I was stubborn, I didn’t like the person I saw in the mirror, and the future scared me. The difference is that now I look forward to what life has in store.
The person I was back then could’ve used these words of wisdom.
“You’ll never be satisfied, but you want it that way.”
I was talking to someone about marriage.
We’re approaching that age when long-time relationships could become forever ones. It’s scary but exciting.
We talked about how far we’ve both come in the last year. Talking about our accomplishments is a good reminder that even crappy work days are a blip in our lives.
No one wants to be stuck in the 9–5 grind, but it’s better than being jobless, living with your parents, and wondering why you didn’t start looking for jobs when you were a clueless 21-year-old.
You’ll be jobless and unsatisfied. You’ll have a 9–5 with 401(k) and be unsatisfied.
Happiness lies in this truth:
Real freedom is realizing you’ll never be free from work. Accept it, and you’ll learn to love working for yourself.
You’ll start building something because it’s yours, and you’ll never have to worry about retirement because you’ll always be doing something.
An idle mind is a path to restlessness.
“Everything happens for a reason.”
My dream school rejected me.
I was a sophomore at a 4-year university, but I thought I wanted to go elsewhere. I was distraught, thinking I deserved to attend a “better school.”
That rejection was a top five best thing to happen to me. It set the tone for the rest of my collegiate career.
Afterward, I got a campus job, made new friends, and was able to travel and network because of connections with the university that did accept me.
My efforts there set me up for my first job out of college, and then one job led to the next, and now I can afford to live comfortably in my dream city.
The trials of the present are tough to deal with, but with macro-life-lenses, everything truly does happen for a reason.
“Money is a tool to earn back your time”
Let’s say you make $30 an hour.
Every thirty dollars you spend is worth an hour of your time.
If a 20-minute deluxe car wash costs thirty dollars, is it worth paying the money to save an hour of you doing it yourself?
At a certain point, your time becomes worth more than your money. You realize that money isn’t something to covet. It’s not bad to want more money.
Wanting money simply means you want to live financially free.

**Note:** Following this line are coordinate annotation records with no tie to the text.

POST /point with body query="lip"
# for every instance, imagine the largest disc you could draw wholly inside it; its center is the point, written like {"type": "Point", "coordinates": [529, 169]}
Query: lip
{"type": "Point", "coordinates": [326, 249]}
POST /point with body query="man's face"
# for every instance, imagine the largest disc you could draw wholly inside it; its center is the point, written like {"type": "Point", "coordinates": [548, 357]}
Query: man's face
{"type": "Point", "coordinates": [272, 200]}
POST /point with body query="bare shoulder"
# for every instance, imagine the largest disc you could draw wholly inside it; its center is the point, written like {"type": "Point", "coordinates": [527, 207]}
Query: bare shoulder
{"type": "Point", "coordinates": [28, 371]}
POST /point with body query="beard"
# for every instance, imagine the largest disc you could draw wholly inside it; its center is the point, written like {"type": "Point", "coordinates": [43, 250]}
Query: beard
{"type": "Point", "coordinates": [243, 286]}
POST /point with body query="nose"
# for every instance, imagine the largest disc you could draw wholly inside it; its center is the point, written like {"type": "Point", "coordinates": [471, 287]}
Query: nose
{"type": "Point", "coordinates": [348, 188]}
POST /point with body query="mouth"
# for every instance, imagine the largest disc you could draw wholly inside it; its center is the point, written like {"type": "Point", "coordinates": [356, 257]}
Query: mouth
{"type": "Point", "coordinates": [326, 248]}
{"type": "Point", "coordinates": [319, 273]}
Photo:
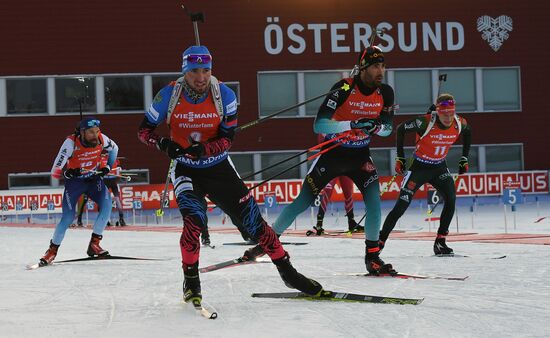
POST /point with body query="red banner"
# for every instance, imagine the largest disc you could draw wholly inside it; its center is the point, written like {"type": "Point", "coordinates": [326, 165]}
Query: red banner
{"type": "Point", "coordinates": [476, 184]}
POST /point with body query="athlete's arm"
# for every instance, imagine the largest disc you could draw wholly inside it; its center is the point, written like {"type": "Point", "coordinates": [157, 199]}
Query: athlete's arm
{"type": "Point", "coordinates": [386, 116]}
{"type": "Point", "coordinates": [112, 148]}
{"type": "Point", "coordinates": [226, 130]}
{"type": "Point", "coordinates": [466, 138]}
{"type": "Point", "coordinates": [154, 116]}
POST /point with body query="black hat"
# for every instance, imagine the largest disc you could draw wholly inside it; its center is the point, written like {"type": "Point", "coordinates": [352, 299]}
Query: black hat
{"type": "Point", "coordinates": [370, 56]}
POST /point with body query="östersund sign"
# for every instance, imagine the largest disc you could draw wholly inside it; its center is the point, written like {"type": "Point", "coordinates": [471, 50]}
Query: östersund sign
{"type": "Point", "coordinates": [405, 36]}
{"type": "Point", "coordinates": [353, 37]}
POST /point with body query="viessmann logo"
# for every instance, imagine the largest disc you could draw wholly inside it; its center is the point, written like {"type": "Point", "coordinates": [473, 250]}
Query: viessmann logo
{"type": "Point", "coordinates": [441, 136]}
{"type": "Point", "coordinates": [363, 105]}
{"type": "Point", "coordinates": [192, 116]}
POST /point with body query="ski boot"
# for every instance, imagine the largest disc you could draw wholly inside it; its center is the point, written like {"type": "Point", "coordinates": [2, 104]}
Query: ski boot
{"type": "Point", "coordinates": [375, 265]}
{"type": "Point", "coordinates": [49, 256]}
{"type": "Point", "coordinates": [295, 280]}
{"type": "Point", "coordinates": [354, 226]}
{"type": "Point", "coordinates": [319, 229]}
{"type": "Point", "coordinates": [253, 253]}
{"type": "Point", "coordinates": [94, 249]}
{"type": "Point", "coordinates": [381, 244]}
{"type": "Point", "coordinates": [440, 246]}
{"type": "Point", "coordinates": [192, 284]}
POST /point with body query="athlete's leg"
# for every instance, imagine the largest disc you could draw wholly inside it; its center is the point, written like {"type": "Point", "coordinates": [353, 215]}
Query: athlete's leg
{"type": "Point", "coordinates": [73, 189]}
{"type": "Point", "coordinates": [321, 172]}
{"type": "Point", "coordinates": [99, 193]}
{"type": "Point", "coordinates": [444, 184]}
{"type": "Point", "coordinates": [414, 179]}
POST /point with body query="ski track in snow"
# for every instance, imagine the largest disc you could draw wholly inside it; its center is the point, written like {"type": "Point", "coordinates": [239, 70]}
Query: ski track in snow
{"type": "Point", "coordinates": [508, 297]}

“Think about the person you were a year ago.”
This is the mantra.
Last year’s version of you was completely different than the present version. You’re constantly updating your “you software.”
In 2021, I caught Covid on my birthday. I also hated my job because it didn’t pay well, and I had to work at a desk outside because we “needed to come to the office.”
I was single, drove a rusty old car, and I lived with my parents. There’s nothing wrong with any of those things, but I’d been on that track for three years prior to the pandemic. I wanted something different.
In 2022, I met a girl, I can comfortably afford a new car, and I live in a big apartment with a massive island in the kitchen.
I can safely say the kitchen is my favorite room in the place.
Some might say, “life comes at you fast.” It’s true. Blink, and you’ll miss all the little things that could bring you joy.
The point is to reflect on how far you’ve come. 21-year-old me was unsatisfied with life, but a year prior, I had even less going for me.
Even today, I get down on myself because I think I need to have a house and all the money I can imagine so I can write articles online for people I’ve never met. But a year ago, I was doing the same thing and had even less reach.
My views weren’t the same, I only had 50 newsletter subscribers, and I was in a teaching job I didn’t like.
Even a dream job is tough sometimes. Some days it’s tough to go to the gym. More often than not, I get out of bed because of the alarm.
The point is…
Growth is exponential when you make a habit of being 1% better than yesterday’s version of yourself.
Watch the effect of compounding change your life.